The centerpiece of “Part Four” is a dinner scene at the Desiatos that’s like the thriller equivalent to the famed “stateroom sequence” in the Marx Brothers comedy A Night at the Opera, when an entire ship full of characters cram into a small cabin. Each person is like their own little bomb, ready to detonate, vulnerable to triggers from the others at the table. There’s hardly a plank in the Desiato story that can’t be taken away. So let’s all sit down in front of a heaping plate of cajun-style shrimp and go through them one by one:
• Elizabeth: From the moment she picks Adam up from school, she seems to sense that something fishy is going on. She knows that Michael and Adam did not leave any flowers or cards on her sister’s grave on the anniversary of her death and she catches them lying about it separately. This blows a major hole in Michael’s plan to establish the flowers and card as an alibi for the day of the hit-and-run. Elizabeth doesn’t understand why they would lie about something like that and she’s unwilling to let it go.
• Charlie: Charlie was the guy-behind-the-guy who arranged for the blue Volvo to get stolen and crushed, only to have Kofi’s arrest reverberate back to him through some extremely shady channels. The only good news for the Desiatos is that he is actively engaged in the cover-up, which isn’t true of anyone else at the table.
• Lee: Lee is a lawyer whose excellence has become a problem for Michael, who convinced her to accept Kofi as a pro bono client out of guilt, but now faces the consequences of her doing her job much more thoroughly than a court-appointed public defender ever could. She’s not going to let Kofi’s death in prison pass without scrutiny and, beyond that, her romantic involvement with Michael is raising some eyebrows, especially from Elizabeth.
• Nancy: Nancy is going to catch the bastards that did this. She’s that kind of cop, as she made clear when Michael tried to credit the car thief with doing him a favor for taking the Volvo off his hands. She may be a family friend, too, but she would have no reservations about turning on the Desiatos if evidence surfaces against them. And at the dinner, evidence surfaces against them, as the dog alerts the room to the bloody garment it has tucked underneath a piece of furniture. Nancy notices the blood and she also gets a good look at the weird photographs Adam passes around
The dinner does not end in Michael and Adam getting removed from their house in cuffs, but that’s about the only positive outcome for them. All of their guests, who also happen to be their closest allies in the city, are left feeling that something is a little off about their behavior.

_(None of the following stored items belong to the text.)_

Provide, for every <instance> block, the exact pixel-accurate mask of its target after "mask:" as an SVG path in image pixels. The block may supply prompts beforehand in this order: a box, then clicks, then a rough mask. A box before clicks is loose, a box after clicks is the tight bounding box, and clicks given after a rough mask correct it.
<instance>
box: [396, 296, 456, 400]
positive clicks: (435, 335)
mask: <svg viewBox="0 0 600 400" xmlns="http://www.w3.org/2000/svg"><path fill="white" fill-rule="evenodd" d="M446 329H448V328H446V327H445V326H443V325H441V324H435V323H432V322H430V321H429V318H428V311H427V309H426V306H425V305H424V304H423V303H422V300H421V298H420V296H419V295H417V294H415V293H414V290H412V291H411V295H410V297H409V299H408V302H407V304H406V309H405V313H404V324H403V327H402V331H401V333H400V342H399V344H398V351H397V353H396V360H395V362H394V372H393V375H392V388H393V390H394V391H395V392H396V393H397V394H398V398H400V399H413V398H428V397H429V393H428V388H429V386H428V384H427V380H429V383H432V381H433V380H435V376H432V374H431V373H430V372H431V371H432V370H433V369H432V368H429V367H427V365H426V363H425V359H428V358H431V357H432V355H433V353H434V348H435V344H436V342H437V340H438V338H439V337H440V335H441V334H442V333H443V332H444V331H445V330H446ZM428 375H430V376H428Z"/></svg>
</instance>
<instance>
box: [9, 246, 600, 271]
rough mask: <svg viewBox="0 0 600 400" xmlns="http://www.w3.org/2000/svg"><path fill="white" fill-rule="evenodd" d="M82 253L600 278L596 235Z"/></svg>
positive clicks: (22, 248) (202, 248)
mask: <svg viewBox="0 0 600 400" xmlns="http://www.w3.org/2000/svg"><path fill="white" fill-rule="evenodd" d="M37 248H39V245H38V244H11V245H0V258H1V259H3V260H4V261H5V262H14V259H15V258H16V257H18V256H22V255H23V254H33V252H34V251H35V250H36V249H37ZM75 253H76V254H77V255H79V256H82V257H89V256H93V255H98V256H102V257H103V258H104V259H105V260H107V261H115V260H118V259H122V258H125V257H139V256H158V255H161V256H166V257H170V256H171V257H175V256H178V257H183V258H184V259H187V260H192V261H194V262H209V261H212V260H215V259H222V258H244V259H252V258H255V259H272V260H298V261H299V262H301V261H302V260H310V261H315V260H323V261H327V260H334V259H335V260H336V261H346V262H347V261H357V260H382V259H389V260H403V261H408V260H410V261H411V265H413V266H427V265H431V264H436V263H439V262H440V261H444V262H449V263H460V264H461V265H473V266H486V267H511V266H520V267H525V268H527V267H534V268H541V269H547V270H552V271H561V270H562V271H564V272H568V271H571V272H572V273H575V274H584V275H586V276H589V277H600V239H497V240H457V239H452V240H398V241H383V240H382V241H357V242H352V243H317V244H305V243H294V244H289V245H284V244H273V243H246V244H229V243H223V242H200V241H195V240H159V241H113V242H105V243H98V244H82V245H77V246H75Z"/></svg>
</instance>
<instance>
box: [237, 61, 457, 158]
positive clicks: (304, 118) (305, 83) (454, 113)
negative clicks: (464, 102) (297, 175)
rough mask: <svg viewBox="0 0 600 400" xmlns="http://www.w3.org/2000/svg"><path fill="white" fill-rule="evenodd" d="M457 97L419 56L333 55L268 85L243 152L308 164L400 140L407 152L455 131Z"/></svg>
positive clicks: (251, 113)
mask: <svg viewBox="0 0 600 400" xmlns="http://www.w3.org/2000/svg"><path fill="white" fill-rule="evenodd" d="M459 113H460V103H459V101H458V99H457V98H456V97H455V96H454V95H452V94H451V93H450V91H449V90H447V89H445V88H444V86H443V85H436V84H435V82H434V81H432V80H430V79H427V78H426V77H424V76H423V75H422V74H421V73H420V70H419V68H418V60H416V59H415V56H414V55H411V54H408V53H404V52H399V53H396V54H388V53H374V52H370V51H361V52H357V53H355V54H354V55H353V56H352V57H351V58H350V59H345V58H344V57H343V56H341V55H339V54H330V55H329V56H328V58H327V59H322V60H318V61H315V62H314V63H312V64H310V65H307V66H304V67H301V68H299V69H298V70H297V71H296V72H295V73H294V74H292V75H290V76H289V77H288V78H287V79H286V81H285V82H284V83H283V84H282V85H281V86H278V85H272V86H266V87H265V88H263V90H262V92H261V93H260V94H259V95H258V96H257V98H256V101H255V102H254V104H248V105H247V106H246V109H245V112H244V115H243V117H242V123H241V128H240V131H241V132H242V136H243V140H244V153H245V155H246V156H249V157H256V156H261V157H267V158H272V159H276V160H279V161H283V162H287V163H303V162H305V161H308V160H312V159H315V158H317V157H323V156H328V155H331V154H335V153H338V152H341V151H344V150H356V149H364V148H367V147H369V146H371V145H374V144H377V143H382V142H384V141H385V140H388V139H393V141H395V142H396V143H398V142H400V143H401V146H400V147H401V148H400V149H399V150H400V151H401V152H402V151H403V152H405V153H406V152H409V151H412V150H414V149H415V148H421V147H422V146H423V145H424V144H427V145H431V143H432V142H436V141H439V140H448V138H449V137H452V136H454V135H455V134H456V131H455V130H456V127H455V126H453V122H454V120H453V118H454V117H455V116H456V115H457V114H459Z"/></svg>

And other than Charlie, all of them are probably going to pick away at certain incriminating questions after they leave. Expect many more of Bryan Cranston’s signature “wait, I can explain everything” moments to follow.
• Adam keeps doing everything possible to incriminate himself, including making an appearance at a candlelight vigil for Rocco, where he allows Rocco’s sister to stare at him for a small eternity. So that will certainly come up later.
• The coroner comes to the obvious conclusion that Kofi was beaten to death and quotes Voltaire: “To the living, we owe respect. To the dead, we owe only the truth.” Sheriff Royce’s response: “Well, Voltaire didn’t live in New Orleans.”
• That damned Mariano Rivera-signed baseball remains with Kofi’s little brother, who wasn’t in the house when it got blown up. Much like Rivera himself, the ball will likely come in later to close out the game.
• “This is New Orleans, Jimmy. Everything connects. Everybody connects. Graves are above ground so the dead can hear what’s being whispered about them.” This show could stand to dial back on this stuff a little.
• “His lying couldn’t be better-motivated.” Michael’s excuse to Elizabeth about why Adam lied about leaving a card and flowers at his mother’s grave is a neat summation of the show’s moral quandaries. The lies the Desiatos are telling continue to escalate, but they come from an understandable place. At what point does that cease to matter?